En préparation de la saison 3 de la populaire et polémique série 13 Reasons Why, Netflix décidait récemment de censurer, deux ans après sa diffusion, la scène du suicide d'Hannah, moment-clé de la saison 1. Une séquence forte en émotions et rapidement dénoncée, à l'époque, par certains experts comme étant un « mode d'emploi » pour le suicide. Le choix de la censure pose question. Il suffit à n'importe qui de scroller 15 secondes sur Instagram pour tomber sur un mème des plus morbides mettant en scène des élans suicidaires.

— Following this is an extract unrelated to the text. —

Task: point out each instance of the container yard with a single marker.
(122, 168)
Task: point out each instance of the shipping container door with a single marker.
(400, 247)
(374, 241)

Même s'il s'agit d'humour absurde, nous ne sommes pas encore en mesure de comprendre les conséquences et implications d'un simple j'aime ou d'un retweet visible par tous nos followers, peu importe leur état de santé mentale.

Mais tout n'est pas négatif, comme le remarque Dawn Branley-Bell : « Certaines recherches dans les champs de la santé mentale et des soins palliatifs suggèrent que l'exposition à une pensée ou une représentation de la mort peut aider les individus à mieux appréhender leur anxiété et assimiler pleinement la notion de mortalité ». J'ai questionné mes amis qui avaient déjà pensé à leurs propres funérailles, et beaucoup d'entre eux imaginent ce moment comme une émancipation – l'ultime occasion de prendre le contrôle de leur propre vie, même après leur mort.

Quelqu'un m'a même dit vouloir boire un dernier coup depuis son cercueil. « J'adore les Jaeger bombs et je vois ça comme l'opportunité de trinquer une dernière fois tous ensemble! » Si boire avec un cadavre n'est pas votre tasse de thé, l'idée selon laquelle les funérailles devraient être en accord avec la vie que le défunt a menée n'est pas si scandaleuse. « Pour moi, c'est très important que mes derniers instants sur cette terre (même si je suis déjà morte) soient une énorme fête et représentent vraiment qui je suis plutôt que d'entendre des conneries comme "oh elle était si douce et gentille, c'est un ange parti trop tôt bla-bla-bla" parce que ça ne me ressemble pas.»